A few GCM studies have investigated how air pollution meteorology might respond to future climate change. Rind et al. (2001) found that increased continental ventilation as a result of more vigorous convection should decrease surface concentrations, while Holzer and Boer (2001) found that weaker winds should result in slower dilution of pollution plumes and hence higher concentrations. A focused study by Mickley et al. (2004) for the eastern USA found an increase in the severity and persistence of regional pollution episodes due to the reduced frequency of ventilation by cyclones tracking across Canada. This effect more than offsets the dilution associated with the small rise in mixing depths. A decrease in cyclone frequency at northern mid-latitudes and a shift to higher latitudes has been noted in observations from the past few decades (McCabe et al., 2001). An urban air quality model study by Jacobson (1999) pointed out that decreasing soil moisture or increasing surface temperature would decrease mixing depths and reduce near-surface pollutant concentrations.
A number of studies in the USA have shown that summer daytime ozone concentrations correlate strongly with temperature (NRC, 1991). This correlation appears to reflect contributions of comparable magnitude from (1) temperature-dependent biogenic VOC emissions, (2) thermal decomposition of peroxyacetylnitrate, which acts as a reservoir for NOx and (3) association of high temperatures with regional stagnation (Jacob et al., 1993; Sillman and Samson, 1995; Hauglustaine et al., 2005). Empirical relationships between ozone air quality standard exceedances and temperature, as shown in Figure 1, integrate all of these effects and could be used to estimate how future regional changes in temperature would affect ozone air quality. Changes in the global ozone background would also have to be accounted for (Stevenson et al., 2005).

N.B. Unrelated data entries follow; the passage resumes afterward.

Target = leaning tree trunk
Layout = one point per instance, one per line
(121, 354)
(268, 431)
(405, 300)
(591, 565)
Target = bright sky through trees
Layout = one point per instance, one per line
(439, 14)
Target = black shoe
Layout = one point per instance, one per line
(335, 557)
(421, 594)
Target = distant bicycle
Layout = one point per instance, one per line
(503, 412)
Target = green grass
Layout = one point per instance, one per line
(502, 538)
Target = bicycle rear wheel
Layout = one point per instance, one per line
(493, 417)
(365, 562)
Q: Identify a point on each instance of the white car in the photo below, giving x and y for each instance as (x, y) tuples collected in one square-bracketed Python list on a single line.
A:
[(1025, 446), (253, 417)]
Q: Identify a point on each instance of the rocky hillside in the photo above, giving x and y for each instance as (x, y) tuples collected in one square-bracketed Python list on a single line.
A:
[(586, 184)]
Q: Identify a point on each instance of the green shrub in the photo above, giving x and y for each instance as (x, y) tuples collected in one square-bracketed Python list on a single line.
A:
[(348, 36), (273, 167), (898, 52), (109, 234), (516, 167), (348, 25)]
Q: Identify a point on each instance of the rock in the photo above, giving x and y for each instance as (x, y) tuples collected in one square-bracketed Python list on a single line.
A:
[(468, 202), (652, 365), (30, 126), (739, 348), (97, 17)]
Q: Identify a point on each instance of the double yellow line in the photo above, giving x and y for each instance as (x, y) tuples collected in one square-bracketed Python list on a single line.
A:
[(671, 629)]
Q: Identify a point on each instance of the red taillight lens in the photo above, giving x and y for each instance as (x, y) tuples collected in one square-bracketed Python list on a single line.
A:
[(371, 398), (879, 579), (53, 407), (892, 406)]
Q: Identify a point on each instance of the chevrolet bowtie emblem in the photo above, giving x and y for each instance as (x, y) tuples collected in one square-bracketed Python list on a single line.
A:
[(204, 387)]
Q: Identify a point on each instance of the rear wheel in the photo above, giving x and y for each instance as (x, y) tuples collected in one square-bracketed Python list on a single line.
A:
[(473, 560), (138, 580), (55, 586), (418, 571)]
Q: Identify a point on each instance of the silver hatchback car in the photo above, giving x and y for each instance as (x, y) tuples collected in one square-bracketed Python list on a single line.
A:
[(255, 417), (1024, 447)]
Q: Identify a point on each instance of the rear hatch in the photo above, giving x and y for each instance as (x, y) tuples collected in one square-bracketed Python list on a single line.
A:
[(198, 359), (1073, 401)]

A few GCM studies have examined more specifically the effect of changing climate on regional ozone air quality, assuming constant emissions. Knowlton et al. (2004) use a GCM coupled to a Regional Climate Model (RCM) to investigate the impact of 2050 climate change (compared with 1990) on ozone concentrations in the New York City metropolitan area. They found a significant ozone increase that they translated into a 4.5% increase in ozone-related acute mortality. Langner et al. (2005) use an RCM driven by two different GCMs to examine changes in the Accumulated Ozone concentration above a Threshold of 40 ppb (AOT40) statistic (ozone-hours above 40 ppb) over Europe in 2050 to 2070 relative to the present. They found an increase in southern and central Europe and a decrease in northern Europe that they attributed to different regional trends in cloudiness and precipitation. Dentener et al. (2006) synthesise the results of 10 global model simulations for 2030 driven by future compared with present climate. They find that climate change caused mean decreases in surface ozone of 0.5 to 1 ppb over continents and 1 to 2 ppb over the oceans, although some continental regions such as the Eastern USA experienced slight increases.
There has been less work on the sensitivity of aerosols to meteorological conditions. Regional model simulations by Aw and Kleeman (2003) find that increasing temperatures should increase surface aerosol concentrations due to increased production of aerosol precursors (in particular semi-volatile organic compounds and HNO3) although this is partly compensated by the increasing vapour pressure of these compounds at higher temperatures. Perturbations of precipitation frequencies and patterns might be expected to have a major impact on aerosol concentrations, but the GCM study by Mickley et al. (2004) for 2000 to 2050 climate change finds little effect in the USA.